Island

Remembering my first months here during the drought of 1995. This bit of prose is part moment of reflection, part lament, at this fragile and unsettling time.

 

 June

It is the first month of the first year and a drought hard as winter frost scorches the land. The sun bears down, a knife at the throat of the earth.

Nothing moves.

Nothing breathes.

Count the drops of dust.

Together as strangers you have rented an ivy-covered cottage near the coast. The sea is boiling black. There is a hole in the sky and heat pours down like rain.

Some days you take a bus to a train into the city. He explains the buildings and streets and his life before. You eat cheap plates of food from a vegetarian cafe. Shop without money. Life is new in this ancient place. You imagine back a million years. Feel the passing of centuries.

On other days you are alone in the cottage with its small dark windows and worn wooden doors. You sense the dead as they linger, holding onto the past and a time when their home held a fire in the hearth.

In the kitchen you drink coffee. Write letters.

Time moves slowly or maybe it has stopped. The days are long and hot and outside the sun is a dry pen etching slowly across sharp yellow grass.

Out there in the stark midday light near the whitewashed shed an arrow points. Latitude 55̊  17′ 12.84″ North. Longitude -6̊  12′ 36.36″ West.

It has clean edges. It beckons from the spoiled ground.

It is there the next day and the next. You stand above it looking down trying to decipher the why of it, knowing that it has opened a seal in the universe. Turned a storm in the ethers.

July

The island in the north is a sickle four miles long, cast adrift, far offshore in this emerald belly of the world. Wind has carved the memory of a thousand souls into stone and earth and scrub where rock walls rise and crumble.

The island is high and narrow and barren as your thoughts the day you arrive. Here is an ocean of blue sky. Water whips and soars and crashes down on the pebbled shoreline.

People are few and walk with their heads bowed towards the past, searching for ancestors lost inside the chasm of massacres and broken lives. A throne of turf and destiny’s compromise.

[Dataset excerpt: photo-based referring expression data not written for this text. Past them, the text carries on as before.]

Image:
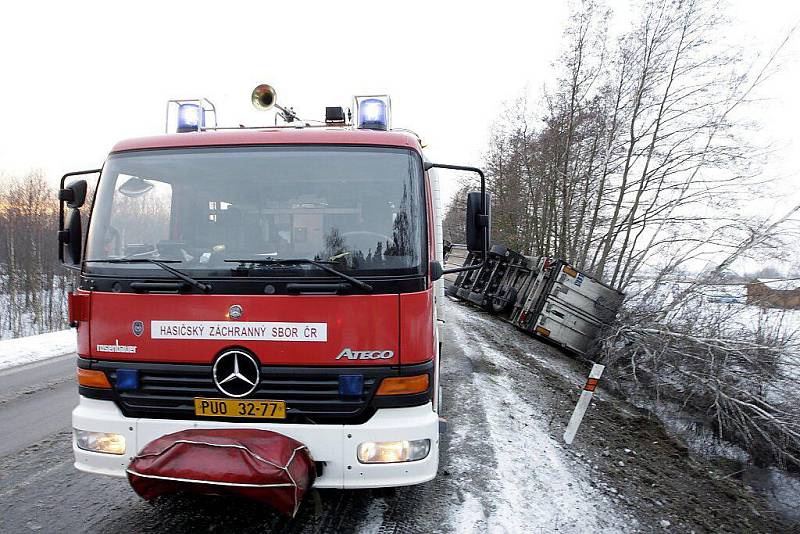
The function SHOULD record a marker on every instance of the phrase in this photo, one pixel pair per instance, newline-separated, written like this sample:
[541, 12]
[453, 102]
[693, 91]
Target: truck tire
[503, 305]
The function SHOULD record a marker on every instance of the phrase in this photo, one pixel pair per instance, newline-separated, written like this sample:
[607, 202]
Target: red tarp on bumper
[258, 464]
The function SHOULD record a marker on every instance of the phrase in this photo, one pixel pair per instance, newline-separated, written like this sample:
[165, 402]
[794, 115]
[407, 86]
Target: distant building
[770, 293]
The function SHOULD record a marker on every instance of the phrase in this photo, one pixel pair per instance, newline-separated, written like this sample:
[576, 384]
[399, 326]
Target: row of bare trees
[638, 164]
[639, 156]
[32, 282]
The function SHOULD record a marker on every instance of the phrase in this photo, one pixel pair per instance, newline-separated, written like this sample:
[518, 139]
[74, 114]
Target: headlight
[100, 442]
[387, 452]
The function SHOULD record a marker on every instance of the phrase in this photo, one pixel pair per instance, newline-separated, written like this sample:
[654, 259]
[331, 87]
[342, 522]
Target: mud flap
[258, 464]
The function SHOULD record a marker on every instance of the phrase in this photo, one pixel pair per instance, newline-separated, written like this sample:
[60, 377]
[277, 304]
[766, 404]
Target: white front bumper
[335, 445]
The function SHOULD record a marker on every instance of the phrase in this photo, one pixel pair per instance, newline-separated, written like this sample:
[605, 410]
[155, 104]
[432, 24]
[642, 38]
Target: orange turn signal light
[404, 385]
[93, 379]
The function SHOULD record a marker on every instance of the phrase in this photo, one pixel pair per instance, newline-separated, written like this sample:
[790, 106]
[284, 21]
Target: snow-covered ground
[29, 349]
[537, 483]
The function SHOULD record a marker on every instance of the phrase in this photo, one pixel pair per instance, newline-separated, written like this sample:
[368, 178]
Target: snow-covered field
[29, 349]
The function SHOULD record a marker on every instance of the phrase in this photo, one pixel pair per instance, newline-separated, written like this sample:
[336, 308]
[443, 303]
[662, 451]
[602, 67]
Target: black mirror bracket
[482, 219]
[70, 233]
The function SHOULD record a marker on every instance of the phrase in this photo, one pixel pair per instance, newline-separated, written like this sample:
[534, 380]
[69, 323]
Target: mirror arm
[61, 212]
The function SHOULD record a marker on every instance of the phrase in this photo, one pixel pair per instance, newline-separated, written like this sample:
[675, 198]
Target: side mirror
[71, 237]
[74, 194]
[478, 222]
[478, 216]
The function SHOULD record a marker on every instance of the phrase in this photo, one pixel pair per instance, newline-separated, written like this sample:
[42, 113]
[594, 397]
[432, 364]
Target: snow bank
[22, 350]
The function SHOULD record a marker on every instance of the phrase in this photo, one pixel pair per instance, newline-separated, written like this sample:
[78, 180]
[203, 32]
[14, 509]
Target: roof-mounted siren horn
[190, 115]
[265, 97]
[373, 112]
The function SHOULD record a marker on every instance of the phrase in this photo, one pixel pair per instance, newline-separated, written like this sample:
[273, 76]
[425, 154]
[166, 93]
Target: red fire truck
[280, 278]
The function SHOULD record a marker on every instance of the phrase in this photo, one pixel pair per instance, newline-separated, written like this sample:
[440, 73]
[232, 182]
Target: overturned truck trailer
[544, 296]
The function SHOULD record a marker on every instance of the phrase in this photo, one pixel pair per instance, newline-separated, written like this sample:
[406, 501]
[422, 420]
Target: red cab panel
[279, 329]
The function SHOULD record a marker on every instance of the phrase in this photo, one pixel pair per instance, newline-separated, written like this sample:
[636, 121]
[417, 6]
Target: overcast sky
[75, 77]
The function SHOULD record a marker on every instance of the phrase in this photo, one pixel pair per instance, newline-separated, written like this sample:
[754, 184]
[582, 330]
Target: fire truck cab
[277, 278]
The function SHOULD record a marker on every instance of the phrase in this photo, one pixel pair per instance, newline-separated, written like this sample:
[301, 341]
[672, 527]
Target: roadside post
[583, 403]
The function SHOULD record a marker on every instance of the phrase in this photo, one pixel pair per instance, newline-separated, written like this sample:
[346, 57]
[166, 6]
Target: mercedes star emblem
[236, 373]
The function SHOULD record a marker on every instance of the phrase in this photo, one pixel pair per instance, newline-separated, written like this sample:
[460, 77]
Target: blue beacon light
[372, 114]
[191, 118]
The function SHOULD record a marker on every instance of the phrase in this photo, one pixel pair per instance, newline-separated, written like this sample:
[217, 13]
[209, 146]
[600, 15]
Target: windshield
[361, 208]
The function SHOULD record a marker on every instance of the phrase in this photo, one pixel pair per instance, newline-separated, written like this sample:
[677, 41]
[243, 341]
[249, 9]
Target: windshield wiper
[161, 263]
[321, 265]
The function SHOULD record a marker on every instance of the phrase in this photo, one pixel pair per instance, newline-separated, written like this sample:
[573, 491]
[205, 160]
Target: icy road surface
[504, 467]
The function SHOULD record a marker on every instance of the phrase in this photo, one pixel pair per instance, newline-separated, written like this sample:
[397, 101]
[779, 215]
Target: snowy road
[504, 467]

What have you compromised. What have you agreed. You stepped outwards from the highest point in your life and now hope to fly while the drought continues, suffocating in its refusal to sweat and wash the earth of its sorrow.

August

This morning you wake with the sense of a dream within a dream.

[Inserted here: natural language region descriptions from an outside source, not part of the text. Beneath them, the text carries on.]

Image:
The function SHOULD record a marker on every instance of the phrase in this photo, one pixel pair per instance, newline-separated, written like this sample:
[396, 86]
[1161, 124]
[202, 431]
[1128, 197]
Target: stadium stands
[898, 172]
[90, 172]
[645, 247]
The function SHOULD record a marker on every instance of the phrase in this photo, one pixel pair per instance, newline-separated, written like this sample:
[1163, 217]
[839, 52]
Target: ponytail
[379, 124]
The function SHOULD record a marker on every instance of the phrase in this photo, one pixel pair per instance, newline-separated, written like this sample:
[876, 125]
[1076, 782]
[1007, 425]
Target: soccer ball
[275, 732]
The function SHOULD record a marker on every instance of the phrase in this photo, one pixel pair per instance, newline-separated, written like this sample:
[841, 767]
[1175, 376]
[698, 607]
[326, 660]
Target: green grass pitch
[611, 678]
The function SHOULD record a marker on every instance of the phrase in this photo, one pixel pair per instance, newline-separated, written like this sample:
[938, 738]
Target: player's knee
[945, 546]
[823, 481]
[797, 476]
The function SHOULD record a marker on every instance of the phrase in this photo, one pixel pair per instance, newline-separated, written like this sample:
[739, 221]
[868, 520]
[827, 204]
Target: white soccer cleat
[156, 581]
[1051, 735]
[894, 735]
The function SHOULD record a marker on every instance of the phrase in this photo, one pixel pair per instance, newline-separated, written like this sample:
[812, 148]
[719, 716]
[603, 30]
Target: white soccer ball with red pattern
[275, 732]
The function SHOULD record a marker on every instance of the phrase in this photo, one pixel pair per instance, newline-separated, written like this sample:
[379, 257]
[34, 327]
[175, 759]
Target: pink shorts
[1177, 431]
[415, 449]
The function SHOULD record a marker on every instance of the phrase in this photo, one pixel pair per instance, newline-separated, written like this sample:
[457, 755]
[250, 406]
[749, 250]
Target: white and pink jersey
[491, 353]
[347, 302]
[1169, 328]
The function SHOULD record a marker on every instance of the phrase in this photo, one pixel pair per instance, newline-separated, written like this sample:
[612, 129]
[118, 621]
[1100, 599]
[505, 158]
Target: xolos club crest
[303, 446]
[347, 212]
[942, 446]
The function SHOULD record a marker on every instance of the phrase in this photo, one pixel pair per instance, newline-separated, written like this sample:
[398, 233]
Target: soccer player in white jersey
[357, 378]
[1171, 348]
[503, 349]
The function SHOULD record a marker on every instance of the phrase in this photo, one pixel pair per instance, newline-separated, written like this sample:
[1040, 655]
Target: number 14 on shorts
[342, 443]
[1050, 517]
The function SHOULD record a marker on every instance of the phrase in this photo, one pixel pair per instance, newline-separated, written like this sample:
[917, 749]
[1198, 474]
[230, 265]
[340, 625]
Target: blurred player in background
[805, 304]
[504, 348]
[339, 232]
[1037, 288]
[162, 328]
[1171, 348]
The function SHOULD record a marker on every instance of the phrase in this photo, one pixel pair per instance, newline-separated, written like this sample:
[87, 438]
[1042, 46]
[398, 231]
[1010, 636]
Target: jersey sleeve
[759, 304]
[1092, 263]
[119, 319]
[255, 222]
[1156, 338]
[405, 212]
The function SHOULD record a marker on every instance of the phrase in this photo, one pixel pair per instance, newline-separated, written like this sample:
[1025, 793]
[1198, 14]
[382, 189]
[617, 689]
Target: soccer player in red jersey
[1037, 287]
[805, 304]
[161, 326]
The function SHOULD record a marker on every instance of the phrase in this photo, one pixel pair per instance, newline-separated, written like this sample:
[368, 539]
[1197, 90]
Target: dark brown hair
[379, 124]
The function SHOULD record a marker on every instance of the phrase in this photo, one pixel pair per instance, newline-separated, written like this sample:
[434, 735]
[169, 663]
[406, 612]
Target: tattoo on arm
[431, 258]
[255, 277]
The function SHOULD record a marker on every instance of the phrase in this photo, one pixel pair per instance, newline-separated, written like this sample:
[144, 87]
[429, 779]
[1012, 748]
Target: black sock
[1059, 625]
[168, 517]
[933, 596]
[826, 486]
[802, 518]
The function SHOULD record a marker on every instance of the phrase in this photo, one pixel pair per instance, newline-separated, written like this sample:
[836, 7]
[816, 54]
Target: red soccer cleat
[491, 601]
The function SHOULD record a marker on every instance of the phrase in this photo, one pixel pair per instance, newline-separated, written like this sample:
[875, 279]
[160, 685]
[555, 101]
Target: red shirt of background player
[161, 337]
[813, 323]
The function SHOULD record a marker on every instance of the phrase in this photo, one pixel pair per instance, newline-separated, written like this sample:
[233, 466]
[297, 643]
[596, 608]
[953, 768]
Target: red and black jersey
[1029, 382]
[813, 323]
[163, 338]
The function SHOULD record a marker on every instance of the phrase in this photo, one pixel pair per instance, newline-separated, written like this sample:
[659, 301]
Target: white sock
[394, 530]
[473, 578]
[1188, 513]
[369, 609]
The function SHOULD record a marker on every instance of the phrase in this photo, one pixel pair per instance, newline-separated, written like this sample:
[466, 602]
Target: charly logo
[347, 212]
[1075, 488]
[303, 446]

As a child you remember. You were here. You soared above the island in still darkness and woke knowing you would return. It is not home, not the place of your birth but more than a memory, something imprinted.

A stamp on your soul.

This morning on the pier waiting to be ferried to the mainland.

You do not want to travel south to the cottage with its ghosts, its splintered tiles and old sagging bed.

A fire in your heart as you board.

Salt spray from a Northern sea.

And now, the bus is crowded with everyone’s heat.

The drought is a deep and waterless surge, the road oily black.

The ground groans in protest.

And the rain cannot find its way back. It is lost, afraid, unsure of its place

searching for a cloud it can cling to.

 


‘Island’ (c) 2022 Deborah McMenamy

All Rights Reserved

This Post Has 2 Comments

  1. Evangeline Petersen

    Wow! Fantastic, faultless writing. Moody, evocative and thrilling all at once. Thanks for sharing it with you Deaborah x.

    1. admin

      Thank you Evangeline. Experimenting with the form so I really appreciate your kind thoughts on it. Take care, best, D.